عنوان مقاله [English]
Presently, population growth, urban development, the importance of agriculture in economic development, the need for supplying water demands of this sector and improving public health have multiplied water consumption as compared to the past. For appropriate and optimal use of water resources, it is necessary to know the amount of available water in the area, its temporal and spatial changes, and the exact planning for maintenance and utilization of the available water. Accordingly, studying and measuring changes in snow levels, as an important source of water in mountainous areas, is very important. Snow cover is one of the important parameters involved in the amount of snowmelt. Due to the difficulty of monitoring and measuring snow cover level in mountainous basins, satellite images are used as alternatives to monitoring and ground operations in the preparation process of snow cover map. In this regard, the use of satellite imagery and remote sensing, due to low cost, up-to-date and extensive coverage, is a major breakthrough which can be used to identify snowy areas and evaluate changes in that method. Detailed analysis of snow-related issues requires a set of snow measurements and observations. OLI and TIRS sensors with various advantages like appropriate number of bands, referable spatial resolution, and sequential time series are considered to be an appropriate tool for this purpose. The main objective of this research is to estimate snow coverage of Sahand Mountain using satellite images received from OLI and TIRS sensors and by object-oriented classification method.
Materials and Methods
The present study use images received from OLI and TIRS sensors, and Landsat 8 satellite on 08/02/2017 (Pass and Row no. 34-168), as well as Digital Elevation Model based on data received from Aster Sensor and Terra satellite with a resolution of 28.5 meters to produce snow coverage map.
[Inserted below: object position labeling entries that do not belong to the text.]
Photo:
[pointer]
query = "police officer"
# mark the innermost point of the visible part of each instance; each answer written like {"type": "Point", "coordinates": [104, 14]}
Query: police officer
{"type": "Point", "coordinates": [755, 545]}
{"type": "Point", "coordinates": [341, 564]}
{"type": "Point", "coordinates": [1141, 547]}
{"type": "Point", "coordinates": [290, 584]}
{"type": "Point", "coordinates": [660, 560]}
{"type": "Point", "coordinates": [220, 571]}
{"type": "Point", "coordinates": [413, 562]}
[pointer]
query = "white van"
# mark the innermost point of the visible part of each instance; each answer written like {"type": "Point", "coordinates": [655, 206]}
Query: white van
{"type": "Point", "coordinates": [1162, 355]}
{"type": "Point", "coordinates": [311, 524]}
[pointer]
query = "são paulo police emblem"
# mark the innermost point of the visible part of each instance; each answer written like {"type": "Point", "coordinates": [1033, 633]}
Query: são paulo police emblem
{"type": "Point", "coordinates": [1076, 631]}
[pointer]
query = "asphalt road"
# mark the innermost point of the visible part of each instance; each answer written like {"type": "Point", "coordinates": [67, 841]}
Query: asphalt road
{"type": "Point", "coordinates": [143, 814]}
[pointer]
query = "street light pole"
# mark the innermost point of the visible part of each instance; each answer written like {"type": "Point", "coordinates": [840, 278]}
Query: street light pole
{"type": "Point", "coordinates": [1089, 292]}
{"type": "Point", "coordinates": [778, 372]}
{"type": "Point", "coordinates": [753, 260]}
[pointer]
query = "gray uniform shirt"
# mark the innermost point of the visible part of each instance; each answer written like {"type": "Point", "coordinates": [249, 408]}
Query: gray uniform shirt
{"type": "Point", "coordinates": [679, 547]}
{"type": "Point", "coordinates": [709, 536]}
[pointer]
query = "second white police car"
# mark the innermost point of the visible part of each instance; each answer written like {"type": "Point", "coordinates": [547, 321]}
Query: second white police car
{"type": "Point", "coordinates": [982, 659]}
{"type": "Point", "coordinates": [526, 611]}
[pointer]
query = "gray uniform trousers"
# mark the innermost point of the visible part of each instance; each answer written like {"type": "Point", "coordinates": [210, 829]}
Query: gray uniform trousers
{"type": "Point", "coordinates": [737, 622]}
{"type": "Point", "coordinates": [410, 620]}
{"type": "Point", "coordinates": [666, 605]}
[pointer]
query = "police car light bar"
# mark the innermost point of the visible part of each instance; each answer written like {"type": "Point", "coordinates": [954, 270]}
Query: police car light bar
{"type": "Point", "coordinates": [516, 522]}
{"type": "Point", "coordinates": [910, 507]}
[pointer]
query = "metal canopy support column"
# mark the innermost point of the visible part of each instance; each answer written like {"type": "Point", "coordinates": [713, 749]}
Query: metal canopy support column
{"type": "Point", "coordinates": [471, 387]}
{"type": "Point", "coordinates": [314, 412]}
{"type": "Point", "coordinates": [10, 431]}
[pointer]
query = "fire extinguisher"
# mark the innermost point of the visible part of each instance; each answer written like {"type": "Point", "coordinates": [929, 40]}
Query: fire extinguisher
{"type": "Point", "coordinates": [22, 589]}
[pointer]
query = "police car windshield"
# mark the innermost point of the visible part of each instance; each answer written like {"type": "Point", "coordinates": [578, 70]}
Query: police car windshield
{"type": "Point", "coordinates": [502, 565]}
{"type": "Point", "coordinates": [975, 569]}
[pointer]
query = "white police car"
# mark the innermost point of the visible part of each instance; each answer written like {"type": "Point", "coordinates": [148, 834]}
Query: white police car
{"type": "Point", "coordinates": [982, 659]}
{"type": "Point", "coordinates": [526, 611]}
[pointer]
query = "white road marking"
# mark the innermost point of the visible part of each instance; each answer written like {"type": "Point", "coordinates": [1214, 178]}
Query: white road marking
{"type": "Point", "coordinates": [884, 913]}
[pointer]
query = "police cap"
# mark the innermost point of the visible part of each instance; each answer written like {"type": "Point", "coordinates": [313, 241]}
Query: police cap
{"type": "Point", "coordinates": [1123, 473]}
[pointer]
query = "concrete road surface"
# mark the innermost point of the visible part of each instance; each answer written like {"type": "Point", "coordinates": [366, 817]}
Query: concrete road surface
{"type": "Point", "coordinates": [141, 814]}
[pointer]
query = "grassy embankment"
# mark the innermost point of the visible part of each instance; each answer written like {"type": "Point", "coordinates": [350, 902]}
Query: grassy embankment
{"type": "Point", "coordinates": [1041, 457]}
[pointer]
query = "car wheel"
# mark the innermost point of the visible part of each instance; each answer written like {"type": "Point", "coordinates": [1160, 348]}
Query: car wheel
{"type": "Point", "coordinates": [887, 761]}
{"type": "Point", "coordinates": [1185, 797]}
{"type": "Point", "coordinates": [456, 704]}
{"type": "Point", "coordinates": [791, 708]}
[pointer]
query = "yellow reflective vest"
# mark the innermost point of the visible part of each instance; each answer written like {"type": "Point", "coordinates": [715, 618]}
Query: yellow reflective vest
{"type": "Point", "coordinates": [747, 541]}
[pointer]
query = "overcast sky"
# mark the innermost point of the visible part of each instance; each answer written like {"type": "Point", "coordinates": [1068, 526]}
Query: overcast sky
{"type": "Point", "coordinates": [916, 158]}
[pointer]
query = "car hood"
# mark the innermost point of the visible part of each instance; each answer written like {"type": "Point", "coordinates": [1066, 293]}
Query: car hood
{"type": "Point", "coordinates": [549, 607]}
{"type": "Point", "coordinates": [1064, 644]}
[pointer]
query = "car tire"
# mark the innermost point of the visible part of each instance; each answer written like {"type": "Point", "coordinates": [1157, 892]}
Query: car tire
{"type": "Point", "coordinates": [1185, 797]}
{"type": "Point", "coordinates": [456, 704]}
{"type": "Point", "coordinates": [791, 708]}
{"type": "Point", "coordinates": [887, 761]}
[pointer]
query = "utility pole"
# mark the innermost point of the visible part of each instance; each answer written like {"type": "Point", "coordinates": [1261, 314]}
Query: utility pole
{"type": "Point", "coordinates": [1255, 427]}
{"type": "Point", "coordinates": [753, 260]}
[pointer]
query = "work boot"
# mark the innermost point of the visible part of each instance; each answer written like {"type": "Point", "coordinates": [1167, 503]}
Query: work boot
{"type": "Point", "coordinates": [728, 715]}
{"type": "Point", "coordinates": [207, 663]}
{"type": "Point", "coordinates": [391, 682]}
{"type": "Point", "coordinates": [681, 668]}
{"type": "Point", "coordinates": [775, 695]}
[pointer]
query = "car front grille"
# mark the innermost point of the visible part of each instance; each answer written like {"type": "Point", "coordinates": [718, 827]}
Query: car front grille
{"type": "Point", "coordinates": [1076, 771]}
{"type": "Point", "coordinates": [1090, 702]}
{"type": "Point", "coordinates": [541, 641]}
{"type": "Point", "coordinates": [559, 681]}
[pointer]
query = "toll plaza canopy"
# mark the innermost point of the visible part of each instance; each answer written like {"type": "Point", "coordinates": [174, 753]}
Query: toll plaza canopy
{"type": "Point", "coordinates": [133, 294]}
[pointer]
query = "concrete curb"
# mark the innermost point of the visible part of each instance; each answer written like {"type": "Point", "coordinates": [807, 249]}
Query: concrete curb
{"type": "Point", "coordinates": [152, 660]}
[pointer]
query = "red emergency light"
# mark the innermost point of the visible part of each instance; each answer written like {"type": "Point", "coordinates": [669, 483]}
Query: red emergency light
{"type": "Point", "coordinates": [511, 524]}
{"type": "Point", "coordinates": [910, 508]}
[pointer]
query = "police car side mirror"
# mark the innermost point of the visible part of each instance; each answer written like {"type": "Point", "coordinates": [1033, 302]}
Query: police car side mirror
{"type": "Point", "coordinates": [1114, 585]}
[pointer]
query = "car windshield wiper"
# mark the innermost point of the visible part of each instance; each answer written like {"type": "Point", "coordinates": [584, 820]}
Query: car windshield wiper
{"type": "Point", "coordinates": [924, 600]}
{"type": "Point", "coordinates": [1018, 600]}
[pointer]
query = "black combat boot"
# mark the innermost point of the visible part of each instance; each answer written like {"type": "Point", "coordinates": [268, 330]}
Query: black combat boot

Geo TIFF satellite data were originally requested from the American Geological organization and received from USGS site. Envi 5.3, eCognition 9.1, and ArcMap 10.4.1 software were used for processing and preparation of images, as well as classification and extraction of the final maps. In order to classify and extract snow cover surface with high precision, NDSI, NDVI, LST, and Brightness algorithms were used along with fuzzy algorithms.
Results and Discussion
Classification of satellite digital images is one of the most important methods for extracting applied information, which is currently performed by two general methods of pixel-based processing and object-based processing. The former method is based on the classification of numerical values of images, and the latter use not only numerical values, but also content, texture, and background information in the image classification process. Recent researches have processed image pixels and have only applied NDSI algorithm to estimate snow cover level. Therefore, pixels recognized as snow in such researches may contain snow cover and other land uses, which reduces the precision of snow cover extraction and makes the process of extracting all snow covers difficult. Extraction of snow cover using MODIS images is one of such researches. Due to low spatial resolution of these satellite imageries, extraction of mountainous valleys snow cover, as well as the separation of snow cover from the cloud cover is done with very low accuracy. Therefore, due to higher accuracy of object-oriented classification as compared to pixel-based classification, object-based techniques were used to classify and estimate snow cover. In object-oriented method, pixels are classified based on shape, texture and gray tone of the image. Thereby, pixels change into image objects and resolves the pixel blend problem. Therefore, by assigning each object to a specific land use, classification accuracy increases. Also, using complementary algorithms such as Brightness and NDVI along with the NDSI algorithm will improve the accuracy of findings as compared to other recent research. Therefore, using Landsat 8 satellite images and the new method of image classification, the present study extract snow cover from different domains of the study area. The snow cover in valleys was also extracted with appropriate and acceptable accuracy using different algorithms. Using LST algorithm in object-oriented processing method, detecting and separating snow cover from cloud cover was made possible. In this way, a satisfactory result was obtained from the snow cover. Finally, snow cover for Sahand Mountain Range was calculated to be 1882.88 km2. The results can be used as an alternative to snow measurement stations.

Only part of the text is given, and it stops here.